Wenn du beginnst, den Weg zu gehen, dann erscheint der Weg.

Rumi

Wenn du beginnst, den Weg zu gehen, dann erscheint der Weg.

Rumi

MEIN WEG ZUM YOGA

Meine erste Yogaerfahrung machte ich auf einem Felsen auf Costa Rica: Kundalini Yoga mit Fateh. Fateh war Yogalehrerin und die Gastgeberin unseres Bungalow-Resorts. Auf besagtem Felsen saßen also Fateh, mein Mann und ich – derzeit die einzigen Gäste, die das Yogaangebot wahrnahmen. Als Fateh begann, OM zu singen und sich zu bewegen, musste ich mir das Lachen verkneifen. Ich konnte meinem Mann nicht in die Augen gucken. Es war einfach abstrus, wie wir da im Schneidersitz auf einem Felsen saßen und sangen. ‘Fateh’ bedeutet übrigens Erfolg.

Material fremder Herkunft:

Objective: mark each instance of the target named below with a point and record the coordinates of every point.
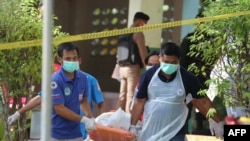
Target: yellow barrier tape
(87, 36)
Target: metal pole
(46, 70)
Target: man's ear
(59, 59)
(80, 60)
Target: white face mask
(148, 67)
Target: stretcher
(105, 133)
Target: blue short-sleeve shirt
(69, 93)
(94, 95)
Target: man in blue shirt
(94, 95)
(69, 92)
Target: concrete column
(154, 10)
(189, 13)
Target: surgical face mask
(148, 67)
(169, 68)
(70, 66)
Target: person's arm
(139, 39)
(203, 105)
(137, 110)
(30, 105)
(86, 108)
(101, 107)
(35, 101)
(63, 111)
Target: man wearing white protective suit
(161, 96)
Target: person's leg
(132, 80)
(179, 137)
(123, 88)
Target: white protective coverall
(165, 112)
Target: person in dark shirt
(161, 97)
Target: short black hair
(141, 15)
(68, 46)
(152, 53)
(40, 4)
(170, 49)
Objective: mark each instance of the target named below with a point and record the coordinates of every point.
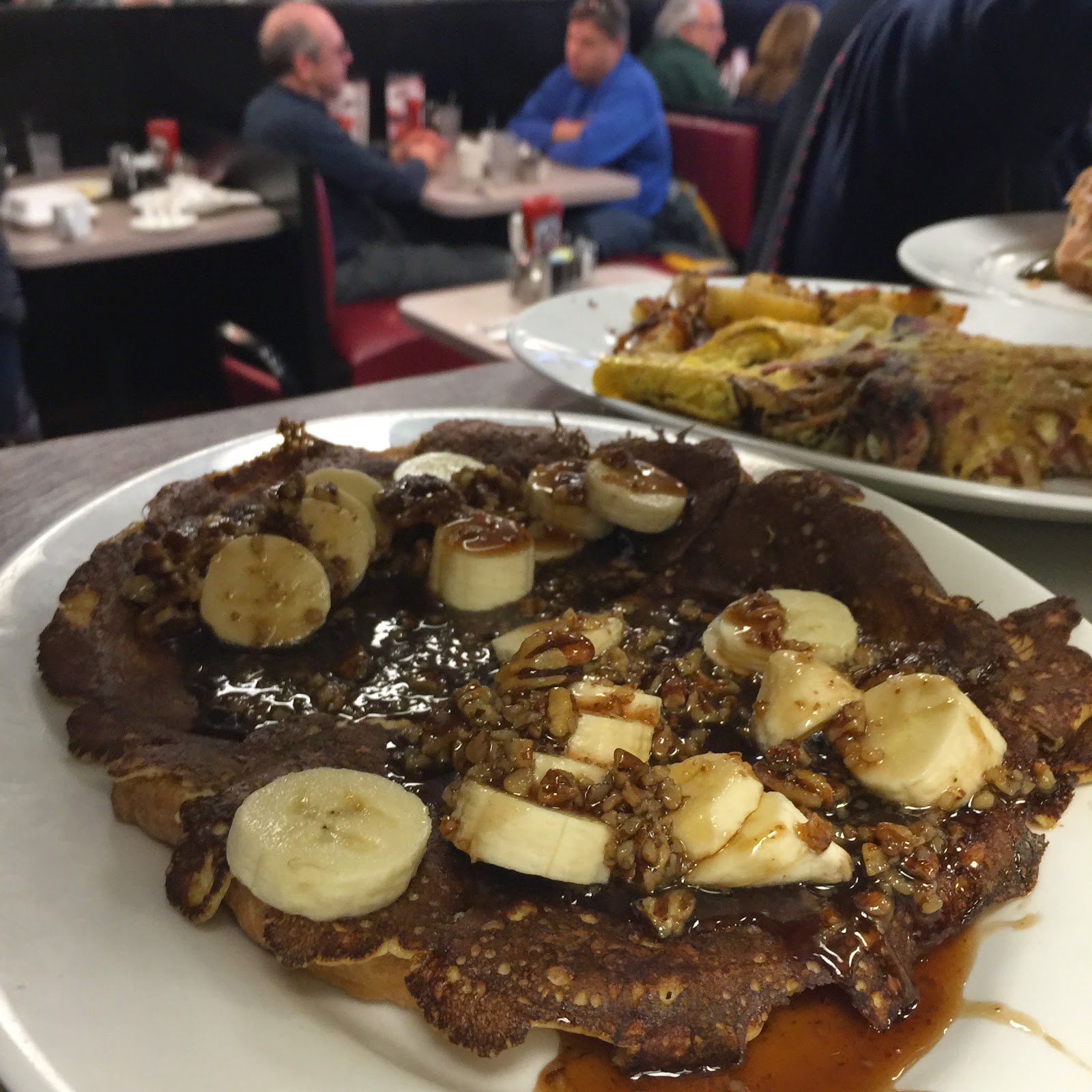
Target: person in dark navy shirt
(601, 109)
(913, 112)
(305, 52)
(19, 418)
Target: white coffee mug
(72, 220)
(472, 158)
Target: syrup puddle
(1004, 1014)
(818, 1043)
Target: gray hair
(674, 16)
(280, 51)
(611, 16)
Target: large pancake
(487, 955)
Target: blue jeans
(19, 418)
(616, 231)
(384, 270)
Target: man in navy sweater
(305, 52)
(602, 109)
(912, 112)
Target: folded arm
(1009, 76)
(535, 120)
(620, 121)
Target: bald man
(305, 52)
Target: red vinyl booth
(369, 339)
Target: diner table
(446, 195)
(473, 319)
(113, 238)
(42, 483)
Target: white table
(573, 186)
(474, 320)
(113, 238)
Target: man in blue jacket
(602, 109)
(305, 52)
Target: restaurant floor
(125, 342)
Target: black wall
(96, 74)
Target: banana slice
(482, 562)
(582, 771)
(609, 700)
(342, 538)
(442, 464)
(515, 833)
(556, 495)
(925, 742)
(744, 635)
(768, 850)
(597, 738)
(344, 483)
(263, 591)
(799, 693)
(633, 494)
(328, 844)
(720, 792)
(603, 631)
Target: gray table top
(41, 483)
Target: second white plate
(564, 338)
(105, 988)
(983, 255)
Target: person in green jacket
(687, 36)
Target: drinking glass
(45, 153)
(504, 158)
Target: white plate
(151, 221)
(565, 336)
(105, 988)
(983, 255)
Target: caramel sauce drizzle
(819, 1043)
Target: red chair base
(377, 344)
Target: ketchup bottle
(542, 223)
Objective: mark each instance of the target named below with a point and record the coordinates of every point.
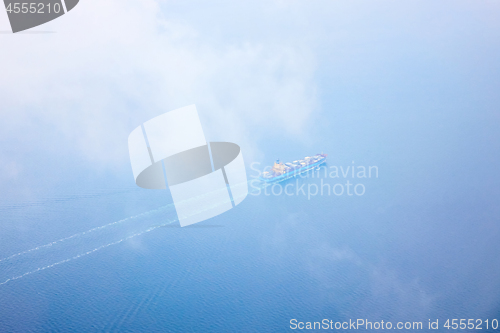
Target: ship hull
(293, 173)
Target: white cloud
(111, 65)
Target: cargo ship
(281, 171)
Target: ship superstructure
(281, 171)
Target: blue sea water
(421, 243)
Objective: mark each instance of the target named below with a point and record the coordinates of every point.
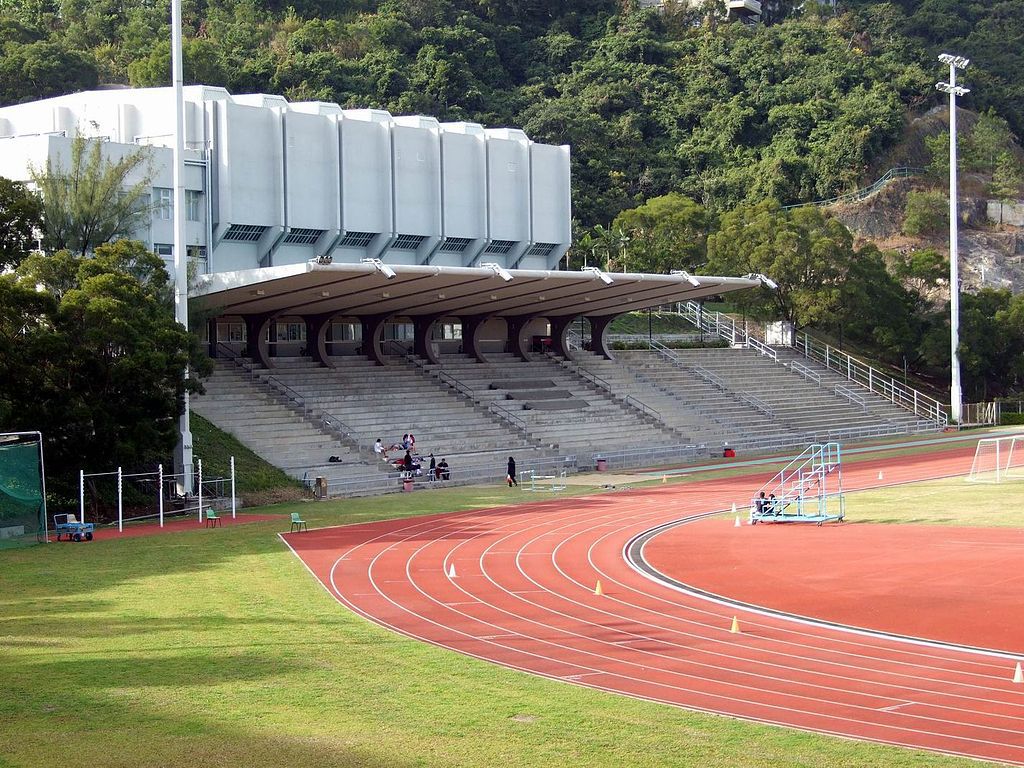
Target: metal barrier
(648, 457)
(866, 192)
(872, 380)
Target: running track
(523, 596)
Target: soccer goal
(998, 460)
(23, 489)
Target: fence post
(121, 518)
(199, 464)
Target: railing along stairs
(809, 488)
(835, 359)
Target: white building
(327, 232)
(271, 183)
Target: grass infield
(217, 648)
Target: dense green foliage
(93, 357)
(20, 216)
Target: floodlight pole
(955, 393)
(183, 452)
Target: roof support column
(517, 339)
(256, 345)
(559, 335)
(421, 343)
(472, 327)
(598, 326)
(316, 326)
(373, 335)
(211, 333)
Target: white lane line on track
(365, 614)
(816, 712)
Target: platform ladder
(809, 488)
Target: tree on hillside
(20, 218)
(96, 356)
(1008, 178)
(667, 232)
(93, 199)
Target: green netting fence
(23, 499)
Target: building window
(541, 249)
(456, 245)
(357, 240)
(300, 237)
(408, 242)
(291, 332)
(449, 331)
(163, 207)
(500, 246)
(346, 332)
(245, 232)
(231, 333)
(194, 205)
(197, 256)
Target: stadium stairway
(368, 401)
(792, 409)
(556, 407)
(256, 415)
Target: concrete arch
(373, 335)
(256, 345)
(598, 326)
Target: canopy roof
(361, 289)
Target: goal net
(998, 460)
(23, 491)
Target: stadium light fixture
(382, 268)
(500, 270)
(604, 276)
(764, 280)
(687, 276)
(955, 394)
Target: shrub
(926, 213)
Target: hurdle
(530, 480)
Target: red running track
(522, 596)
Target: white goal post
(998, 460)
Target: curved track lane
(523, 596)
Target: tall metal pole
(183, 452)
(955, 393)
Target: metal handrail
(873, 380)
(866, 192)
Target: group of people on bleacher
(413, 466)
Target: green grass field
(218, 648)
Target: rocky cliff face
(991, 254)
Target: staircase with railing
(809, 488)
(927, 409)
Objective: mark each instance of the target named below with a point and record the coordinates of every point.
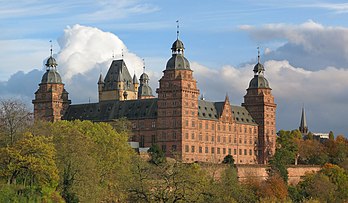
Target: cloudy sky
(304, 47)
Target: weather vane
(177, 29)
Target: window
(153, 139)
(142, 141)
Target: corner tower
(259, 101)
(51, 99)
(177, 102)
(303, 124)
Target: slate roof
(212, 110)
(109, 110)
(147, 108)
(118, 72)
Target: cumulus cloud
(85, 48)
(310, 45)
(324, 97)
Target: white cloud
(85, 48)
(309, 44)
(323, 92)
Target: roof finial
(177, 29)
(51, 47)
(258, 54)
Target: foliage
(228, 159)
(328, 185)
(14, 118)
(168, 182)
(28, 166)
(331, 135)
(286, 153)
(157, 156)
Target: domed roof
(178, 45)
(144, 76)
(259, 82)
(51, 62)
(145, 90)
(178, 62)
(258, 68)
(51, 76)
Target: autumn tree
(14, 118)
(28, 167)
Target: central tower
(259, 101)
(177, 102)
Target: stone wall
(259, 172)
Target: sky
(303, 47)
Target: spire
(258, 54)
(177, 29)
(303, 124)
(51, 47)
(100, 81)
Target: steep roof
(147, 108)
(212, 110)
(118, 72)
(109, 110)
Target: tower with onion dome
(51, 99)
(259, 101)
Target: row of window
(218, 150)
(223, 140)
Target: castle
(177, 120)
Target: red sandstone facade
(183, 125)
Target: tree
(331, 135)
(14, 118)
(29, 166)
(286, 153)
(172, 181)
(92, 158)
(157, 156)
(228, 159)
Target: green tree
(331, 135)
(14, 119)
(228, 159)
(28, 167)
(286, 153)
(157, 156)
(92, 158)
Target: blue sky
(303, 46)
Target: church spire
(303, 124)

Und Fateh war erfolgreich darin, den ersten Funken für meine spätere Yoga-Leidenschaft in mir zu entfachen. Irgendetwas passierte da auf dem Felsen mit mir und meiner Energie. Da war Lachen, Weinen, Wut, Euphorie, alles da.

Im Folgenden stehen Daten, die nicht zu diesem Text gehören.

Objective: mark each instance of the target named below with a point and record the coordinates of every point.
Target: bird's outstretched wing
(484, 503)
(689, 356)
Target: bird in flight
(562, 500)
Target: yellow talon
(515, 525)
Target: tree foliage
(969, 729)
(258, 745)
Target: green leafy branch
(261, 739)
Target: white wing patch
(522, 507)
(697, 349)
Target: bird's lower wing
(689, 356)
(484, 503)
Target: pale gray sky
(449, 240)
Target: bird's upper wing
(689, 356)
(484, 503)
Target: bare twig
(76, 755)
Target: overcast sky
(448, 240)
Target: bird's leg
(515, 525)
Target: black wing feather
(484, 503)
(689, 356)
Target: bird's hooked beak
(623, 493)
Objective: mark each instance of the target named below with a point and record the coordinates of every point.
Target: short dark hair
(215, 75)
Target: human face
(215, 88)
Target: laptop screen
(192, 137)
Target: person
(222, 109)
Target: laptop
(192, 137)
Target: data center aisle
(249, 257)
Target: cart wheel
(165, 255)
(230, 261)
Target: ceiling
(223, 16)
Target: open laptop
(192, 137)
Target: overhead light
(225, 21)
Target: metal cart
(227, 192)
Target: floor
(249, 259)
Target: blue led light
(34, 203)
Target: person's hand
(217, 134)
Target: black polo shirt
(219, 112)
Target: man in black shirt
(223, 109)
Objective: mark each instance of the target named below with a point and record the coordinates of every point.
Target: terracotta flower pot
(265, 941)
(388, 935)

Und ich konnte sie spüren, die Verbindung. Die Verbindung zu der Natur um uns herum und der natürlichen Kraft, die das Leben antreibt.

Kaum waren wir aus dem Urlaub zurück, meldete ich mich bei einem Yogastudio in unserer Nähe an. Wir wohnten damals in Amsterdam. Mein Job als Marketing Managerin in einem amerikanischen Sportunternehmen war stressig und verlangte mir einiges ab. Ich war überwiegend damit beschäftigt, mich zu behaupten, um nicht unterzugehen. Dabei stieß ich täglich an meine Grenzen. In wichtigen Meetings fehlte mir zum Beispiel das Selbstvertrauen, meine Meinung zu sagen. Trotzdem wollte ich gut sein, das setzte mich sehr unter Druck. Denn “gut” war man, wenn man laut war, neue Ideen hatte, und die Dinge vorantrieb. Passte ich überhaupt in so einen Job?

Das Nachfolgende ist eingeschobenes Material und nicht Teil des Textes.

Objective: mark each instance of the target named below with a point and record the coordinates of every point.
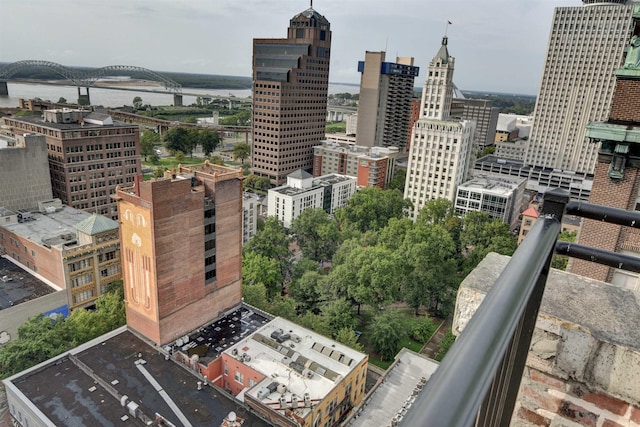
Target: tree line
(368, 255)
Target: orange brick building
(181, 249)
(617, 174)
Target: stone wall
(584, 362)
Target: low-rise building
(303, 191)
(500, 197)
(75, 250)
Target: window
(239, 377)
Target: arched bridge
(87, 78)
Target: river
(117, 98)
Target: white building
(586, 45)
(303, 191)
(501, 197)
(441, 147)
(250, 204)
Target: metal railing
(477, 382)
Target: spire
(443, 53)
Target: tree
(560, 261)
(309, 291)
(273, 242)
(339, 315)
(208, 140)
(348, 337)
(386, 331)
(436, 211)
(148, 139)
(317, 234)
(259, 269)
(158, 172)
(371, 208)
(241, 150)
(177, 139)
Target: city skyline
(187, 33)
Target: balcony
(478, 382)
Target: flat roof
(395, 395)
(85, 387)
(209, 341)
(298, 358)
(57, 229)
(18, 285)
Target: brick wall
(617, 194)
(626, 101)
(547, 400)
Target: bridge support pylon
(83, 99)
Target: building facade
(441, 146)
(372, 166)
(500, 197)
(384, 107)
(586, 45)
(485, 115)
(290, 83)
(617, 175)
(89, 155)
(24, 175)
(75, 250)
(303, 192)
(181, 247)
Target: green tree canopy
(241, 150)
(273, 242)
(317, 234)
(385, 333)
(371, 208)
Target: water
(117, 98)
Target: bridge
(86, 79)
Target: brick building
(89, 155)
(181, 248)
(290, 84)
(617, 173)
(24, 175)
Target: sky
(499, 45)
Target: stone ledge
(587, 331)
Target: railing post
(497, 407)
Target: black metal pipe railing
(612, 259)
(478, 380)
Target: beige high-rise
(586, 45)
(290, 83)
(384, 107)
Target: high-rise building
(290, 83)
(617, 174)
(441, 146)
(89, 155)
(586, 45)
(384, 106)
(24, 175)
(181, 249)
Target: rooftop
(397, 391)
(211, 340)
(301, 360)
(57, 229)
(118, 379)
(18, 285)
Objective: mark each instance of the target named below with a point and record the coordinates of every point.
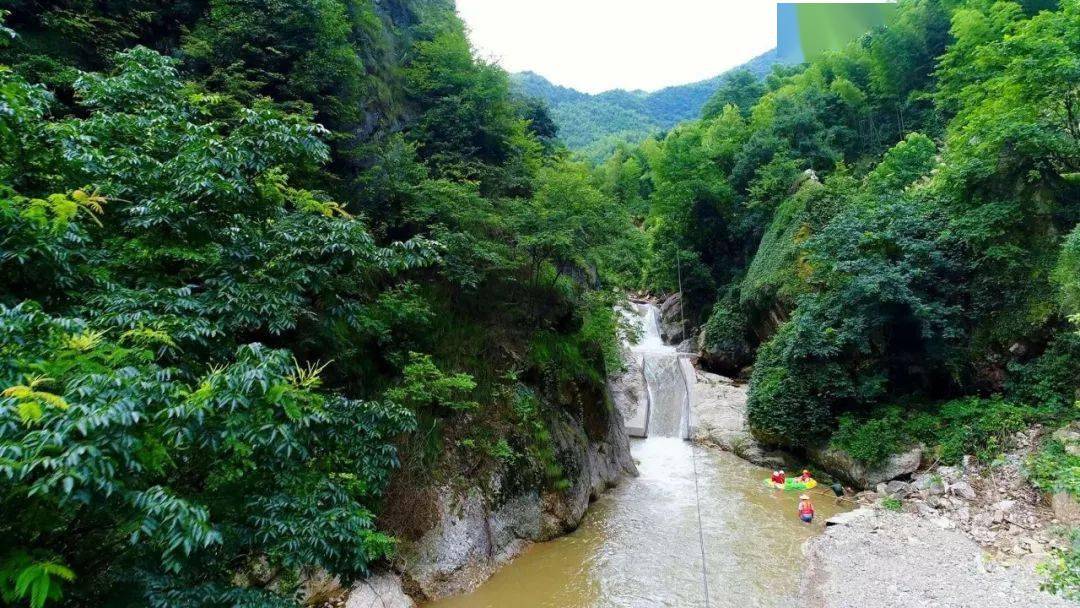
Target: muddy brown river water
(638, 544)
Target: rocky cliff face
(474, 528)
(477, 530)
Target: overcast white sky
(594, 45)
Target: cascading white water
(643, 542)
(664, 378)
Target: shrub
(1063, 570)
(872, 441)
(1054, 470)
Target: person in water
(806, 509)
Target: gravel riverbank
(882, 559)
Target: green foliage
(953, 429)
(872, 441)
(1054, 469)
(39, 582)
(426, 388)
(921, 256)
(892, 503)
(1063, 569)
(594, 125)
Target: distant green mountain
(594, 124)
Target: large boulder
(840, 464)
(718, 417)
(478, 528)
(671, 320)
(379, 591)
(628, 393)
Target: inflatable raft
(793, 484)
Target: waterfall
(664, 379)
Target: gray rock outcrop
(671, 320)
(628, 393)
(477, 530)
(379, 591)
(718, 417)
(839, 464)
(901, 561)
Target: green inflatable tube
(793, 485)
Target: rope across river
(693, 448)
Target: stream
(638, 544)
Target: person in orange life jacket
(806, 509)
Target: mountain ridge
(593, 124)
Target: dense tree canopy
(252, 270)
(885, 224)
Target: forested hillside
(888, 234)
(595, 124)
(259, 260)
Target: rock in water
(379, 591)
(839, 464)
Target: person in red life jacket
(806, 509)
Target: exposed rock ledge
(472, 538)
(882, 559)
(718, 417)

Ich ging also zu meiner ersten “echten” Yogastunde im Svaha Yoga, und weinte mir im Shavasana die Augen aus dem Kopf. Michael, der Yogalehrer, sagte nämlich so Dinge wie „Du kannst jetzt loslassen, musst nichts mehr tun, nichts mehr leisten, nur noch sein.“ Oh man, das hatte mir schon lange niemand mehr gesagt – das hatte ich mir schon viel zu lange selbst nicht mehr gesagt.

Du musst nichts mehr tun, nur sein.

Ich versuchte den Druck und den Stress, den mir mein Job bereitete, zu kompensieren. Manchmal war das Glas Wein dabei schneller zu Hand als die Yogamatte. Und meine innere Stimme flüsterte mir zu, dass diese Art von Leben nicht das Richtige für mich sei. Als das Flüstern fast schon ein Schreien wurde, wollte ich meine Beziehung beenden, meinen Job kündigen, alles hinschmeißen und auswandern. Aber das Leben hatte eine bessere Idee: ich war schwanger. An meinem letzten Arbeitstag vor dem Mutterschutz, etwa 6 Wochen vor der Geburt, watschelte ich also an der Gracht entlang nach Hause, mit dem einen euphorisierenden Gedanken im Kopf:

Jetzt darf ich endlich inneren Frieden finden.

Von wegen. Mir hatte vorher keiner gesagt, wie herausfordernd das ganze Thema Kinder eigentlich ist. Man versucht ja irgendwie vom ersten Tag an alles richtig zu machen und hat dabei keine Ahnung was das Richtige eigentlich ist. Alle wissen es, nur du nicht. So fühlt es sich zumindest oft an.

Ich bin nach der Geburt unseres Sohnes nicht mehr in meine alte Firma zurückgegangen. Auch andere Dinge um mich herum hatten begonnen sich zu verändern – wir mussten aus unserer Wohnung ausziehen und mein Mann verlor seinen Job. Vielleicht kennst du das auch, wenn sich eine Sache im Leben verändert und plötzlich sämtliche Steine ins Rollen kommen? Ich liebe diesen Fluss des Lebens. Daher auch meine Liebe zum Anusara Yoga, wo es genau darum geht:

Sich dem Fluss des Lebens hinzugeben.

Wir ließen uns also weiter treiben, von Amsterdam über Italien nach Hamburg, von Sohn eins über Sohn zwei zu Tochter drei.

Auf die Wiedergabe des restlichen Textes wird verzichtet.